There has been a revolution in the field of computer processors in recent years. The tendency is to stop increasing the frequency of the processors and to focus on the calculation capabilities, taking the number of cores in the processor as the scaling factor. These technologies were only available in special processors years ago, but they are currently easily accessible in the market for computers, graphics cards and even cell phones.
There are some parallels on some levels, in the sense that the evolution in hardware has gone hand in hand with the evolution in software to benefit from it. In recent years there has also been a revolution in the technologies that implement parallelism in applications. Historically, parallelism was achieved by using specific libraries that served to create a ‘virtual parallel unit’ by means of communication libraries for parallelism based on message transfers. The standard technology that was used in practice for this purpose is Message Passing Interface (MPI). This technology is very widespread in calculation centres and computer clusters in scientific and technological circles of companies and universities. With the dawn of multi-core processors, where memory is shared between the cores, the technology used to obtain parallelism has extended to that market too, and new programming environments or libraries that exploit this new capacity have appeared. OpenMP and Intel Threading Building Blocks are examples of this type of technology.
There is a tendency to mix this kind of technology with MPI to obtain parallelism in applications, both at the level of the multi-core processors where they are run and as regards the parallel execution of the application within a computer cluster. Applying these technologies is generally extremely complex, and it depends greatly on the problem to be solved. In the case of EcosimPro, having a large part of the simulation model generated dynamically presents an added challenge. Applying this type of solution to real models that establish a highly-specific and optimised calculation order is therefore very complex.

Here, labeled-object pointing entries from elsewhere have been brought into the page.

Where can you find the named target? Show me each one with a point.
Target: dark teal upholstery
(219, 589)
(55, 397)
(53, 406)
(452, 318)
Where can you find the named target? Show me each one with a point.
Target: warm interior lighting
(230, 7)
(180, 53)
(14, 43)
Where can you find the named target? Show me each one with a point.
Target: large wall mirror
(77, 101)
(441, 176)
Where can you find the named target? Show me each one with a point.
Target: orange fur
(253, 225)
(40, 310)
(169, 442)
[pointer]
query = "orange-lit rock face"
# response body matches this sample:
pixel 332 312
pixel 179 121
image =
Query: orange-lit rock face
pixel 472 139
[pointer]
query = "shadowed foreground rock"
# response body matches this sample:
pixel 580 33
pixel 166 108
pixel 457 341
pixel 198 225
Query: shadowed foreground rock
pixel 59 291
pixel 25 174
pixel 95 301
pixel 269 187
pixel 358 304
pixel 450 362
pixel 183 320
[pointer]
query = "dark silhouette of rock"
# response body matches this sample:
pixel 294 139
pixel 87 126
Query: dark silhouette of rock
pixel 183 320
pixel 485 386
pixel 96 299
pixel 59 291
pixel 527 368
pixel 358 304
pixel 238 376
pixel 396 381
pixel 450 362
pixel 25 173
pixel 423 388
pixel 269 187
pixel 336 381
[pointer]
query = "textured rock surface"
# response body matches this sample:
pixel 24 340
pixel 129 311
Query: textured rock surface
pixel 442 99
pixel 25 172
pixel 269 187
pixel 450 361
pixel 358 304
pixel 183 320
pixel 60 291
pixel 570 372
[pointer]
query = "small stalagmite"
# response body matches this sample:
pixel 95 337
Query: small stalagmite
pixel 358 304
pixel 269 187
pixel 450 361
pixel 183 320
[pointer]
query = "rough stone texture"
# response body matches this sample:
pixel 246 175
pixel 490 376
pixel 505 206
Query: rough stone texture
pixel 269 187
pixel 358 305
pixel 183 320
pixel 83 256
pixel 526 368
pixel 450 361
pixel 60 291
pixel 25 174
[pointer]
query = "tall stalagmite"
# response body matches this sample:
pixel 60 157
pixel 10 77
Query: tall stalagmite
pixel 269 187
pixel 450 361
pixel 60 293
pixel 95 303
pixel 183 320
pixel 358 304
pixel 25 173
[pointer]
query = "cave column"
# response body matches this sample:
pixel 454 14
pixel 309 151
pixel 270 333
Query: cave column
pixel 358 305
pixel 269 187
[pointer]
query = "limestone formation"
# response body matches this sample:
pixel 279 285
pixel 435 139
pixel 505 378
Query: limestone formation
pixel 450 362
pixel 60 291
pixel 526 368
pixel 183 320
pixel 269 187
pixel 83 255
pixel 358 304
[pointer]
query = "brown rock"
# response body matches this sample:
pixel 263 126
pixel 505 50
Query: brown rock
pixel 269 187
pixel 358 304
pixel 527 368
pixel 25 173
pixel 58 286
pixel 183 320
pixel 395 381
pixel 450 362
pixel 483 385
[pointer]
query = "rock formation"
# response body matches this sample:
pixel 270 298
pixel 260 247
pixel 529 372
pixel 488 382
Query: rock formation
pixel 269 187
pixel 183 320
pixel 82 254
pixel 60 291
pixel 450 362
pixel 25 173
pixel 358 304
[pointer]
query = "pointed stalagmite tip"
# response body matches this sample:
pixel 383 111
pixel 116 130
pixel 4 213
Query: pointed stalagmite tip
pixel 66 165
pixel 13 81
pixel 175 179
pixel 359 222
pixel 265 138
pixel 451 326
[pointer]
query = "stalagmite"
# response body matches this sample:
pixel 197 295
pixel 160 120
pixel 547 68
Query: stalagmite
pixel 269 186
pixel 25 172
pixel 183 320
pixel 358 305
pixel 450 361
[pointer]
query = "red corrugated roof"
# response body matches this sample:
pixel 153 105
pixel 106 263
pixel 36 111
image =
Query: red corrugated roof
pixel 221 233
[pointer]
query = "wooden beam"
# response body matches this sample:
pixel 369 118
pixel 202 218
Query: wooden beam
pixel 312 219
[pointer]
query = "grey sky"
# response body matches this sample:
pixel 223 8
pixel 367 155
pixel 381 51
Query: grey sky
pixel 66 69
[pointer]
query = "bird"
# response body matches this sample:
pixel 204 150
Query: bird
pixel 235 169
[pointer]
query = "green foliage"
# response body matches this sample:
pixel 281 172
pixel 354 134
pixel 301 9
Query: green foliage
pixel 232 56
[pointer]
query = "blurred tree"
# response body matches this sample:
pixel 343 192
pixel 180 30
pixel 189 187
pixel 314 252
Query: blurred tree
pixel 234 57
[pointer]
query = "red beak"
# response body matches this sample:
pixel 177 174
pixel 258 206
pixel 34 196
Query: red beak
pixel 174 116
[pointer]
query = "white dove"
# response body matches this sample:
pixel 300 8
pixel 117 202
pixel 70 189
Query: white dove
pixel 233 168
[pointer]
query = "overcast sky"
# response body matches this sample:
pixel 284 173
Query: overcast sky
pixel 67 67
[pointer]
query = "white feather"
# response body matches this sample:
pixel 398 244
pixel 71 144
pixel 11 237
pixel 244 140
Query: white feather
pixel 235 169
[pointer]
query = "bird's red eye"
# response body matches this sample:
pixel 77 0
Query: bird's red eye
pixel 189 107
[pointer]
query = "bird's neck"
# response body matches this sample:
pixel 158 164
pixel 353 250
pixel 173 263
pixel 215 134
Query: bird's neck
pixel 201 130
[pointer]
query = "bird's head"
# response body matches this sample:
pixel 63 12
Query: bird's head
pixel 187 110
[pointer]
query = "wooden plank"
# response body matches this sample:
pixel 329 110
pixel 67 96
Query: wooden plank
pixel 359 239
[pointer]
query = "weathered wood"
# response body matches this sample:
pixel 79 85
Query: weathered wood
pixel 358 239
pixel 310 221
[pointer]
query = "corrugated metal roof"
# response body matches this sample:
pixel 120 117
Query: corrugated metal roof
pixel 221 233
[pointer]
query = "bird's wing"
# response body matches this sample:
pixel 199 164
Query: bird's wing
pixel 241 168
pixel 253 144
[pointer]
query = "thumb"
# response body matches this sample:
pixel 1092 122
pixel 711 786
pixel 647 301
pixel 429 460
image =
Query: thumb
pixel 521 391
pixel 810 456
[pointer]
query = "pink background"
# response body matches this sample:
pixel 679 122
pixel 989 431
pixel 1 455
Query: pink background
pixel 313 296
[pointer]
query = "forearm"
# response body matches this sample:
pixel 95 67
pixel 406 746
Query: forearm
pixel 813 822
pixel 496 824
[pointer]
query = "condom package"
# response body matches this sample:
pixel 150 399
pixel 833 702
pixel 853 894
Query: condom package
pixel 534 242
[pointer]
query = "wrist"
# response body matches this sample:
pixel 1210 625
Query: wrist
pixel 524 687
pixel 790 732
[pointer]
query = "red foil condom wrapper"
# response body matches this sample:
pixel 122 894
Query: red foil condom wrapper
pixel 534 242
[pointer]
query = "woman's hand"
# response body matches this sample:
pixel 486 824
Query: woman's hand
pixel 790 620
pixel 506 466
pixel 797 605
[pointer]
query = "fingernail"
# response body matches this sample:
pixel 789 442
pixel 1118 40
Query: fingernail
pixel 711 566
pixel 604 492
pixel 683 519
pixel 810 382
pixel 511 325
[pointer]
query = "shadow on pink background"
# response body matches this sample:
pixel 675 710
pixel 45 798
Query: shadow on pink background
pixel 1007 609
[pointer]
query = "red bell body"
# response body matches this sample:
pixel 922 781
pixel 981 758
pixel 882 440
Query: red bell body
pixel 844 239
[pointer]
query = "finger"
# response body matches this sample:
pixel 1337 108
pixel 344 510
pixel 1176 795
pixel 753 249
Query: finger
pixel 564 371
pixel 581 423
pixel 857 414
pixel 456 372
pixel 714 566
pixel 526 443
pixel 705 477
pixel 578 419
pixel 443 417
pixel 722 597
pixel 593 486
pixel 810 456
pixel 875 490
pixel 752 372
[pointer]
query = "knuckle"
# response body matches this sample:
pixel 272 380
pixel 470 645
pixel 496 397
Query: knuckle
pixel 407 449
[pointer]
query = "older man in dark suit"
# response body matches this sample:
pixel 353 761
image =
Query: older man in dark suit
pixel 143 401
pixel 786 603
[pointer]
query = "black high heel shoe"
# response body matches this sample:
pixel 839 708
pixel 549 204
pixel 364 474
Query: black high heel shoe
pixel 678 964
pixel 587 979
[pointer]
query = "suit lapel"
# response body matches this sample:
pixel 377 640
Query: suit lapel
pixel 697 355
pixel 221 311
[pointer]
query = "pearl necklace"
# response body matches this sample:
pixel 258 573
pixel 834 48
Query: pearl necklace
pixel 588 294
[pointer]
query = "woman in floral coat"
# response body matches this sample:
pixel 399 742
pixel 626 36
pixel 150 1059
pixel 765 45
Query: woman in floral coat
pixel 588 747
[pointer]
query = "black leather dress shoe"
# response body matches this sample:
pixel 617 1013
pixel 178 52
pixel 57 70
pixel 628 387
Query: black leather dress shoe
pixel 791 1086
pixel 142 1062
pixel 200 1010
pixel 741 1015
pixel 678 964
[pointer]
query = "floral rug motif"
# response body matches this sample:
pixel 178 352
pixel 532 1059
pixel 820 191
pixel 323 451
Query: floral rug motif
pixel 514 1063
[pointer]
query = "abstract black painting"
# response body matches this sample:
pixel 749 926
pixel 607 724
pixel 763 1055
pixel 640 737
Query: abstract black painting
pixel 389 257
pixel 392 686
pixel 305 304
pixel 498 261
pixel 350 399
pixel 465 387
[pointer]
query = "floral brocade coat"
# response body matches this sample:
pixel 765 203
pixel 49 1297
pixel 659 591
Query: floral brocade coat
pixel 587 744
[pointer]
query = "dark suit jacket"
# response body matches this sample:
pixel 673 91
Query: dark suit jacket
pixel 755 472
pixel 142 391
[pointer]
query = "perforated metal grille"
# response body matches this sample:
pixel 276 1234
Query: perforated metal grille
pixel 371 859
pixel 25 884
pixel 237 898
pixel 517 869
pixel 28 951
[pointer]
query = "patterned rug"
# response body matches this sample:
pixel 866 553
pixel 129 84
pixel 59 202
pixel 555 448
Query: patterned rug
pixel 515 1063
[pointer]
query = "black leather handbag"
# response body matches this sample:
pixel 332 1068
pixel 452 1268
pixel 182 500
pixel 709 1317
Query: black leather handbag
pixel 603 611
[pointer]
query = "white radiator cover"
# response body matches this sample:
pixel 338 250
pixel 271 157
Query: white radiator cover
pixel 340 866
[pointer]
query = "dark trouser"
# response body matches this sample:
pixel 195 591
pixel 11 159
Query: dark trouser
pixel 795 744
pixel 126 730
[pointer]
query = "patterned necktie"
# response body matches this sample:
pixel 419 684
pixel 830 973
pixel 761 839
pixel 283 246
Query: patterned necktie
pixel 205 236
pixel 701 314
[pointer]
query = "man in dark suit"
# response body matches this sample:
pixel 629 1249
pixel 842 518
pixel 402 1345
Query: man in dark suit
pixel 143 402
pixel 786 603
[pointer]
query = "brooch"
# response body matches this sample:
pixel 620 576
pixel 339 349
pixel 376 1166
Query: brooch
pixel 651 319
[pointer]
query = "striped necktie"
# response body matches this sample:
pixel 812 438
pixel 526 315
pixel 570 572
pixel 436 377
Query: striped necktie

The upcoming versions of EcosimPro and PROOSIS will incorporate new capabilities of parallelism technologies, such as the simultaneous execution of simulation cases (e.g. parametric studies), that will greatly reduce calculation times, as well as other techniques to establish as much parallelism as possible between tasks of the same process. Furthermore, the new versions of C/C++/FORTRAN compilers already generate certain tasks in parallel, so the program does not need any more changes and simply changing compiler will improve calculation times.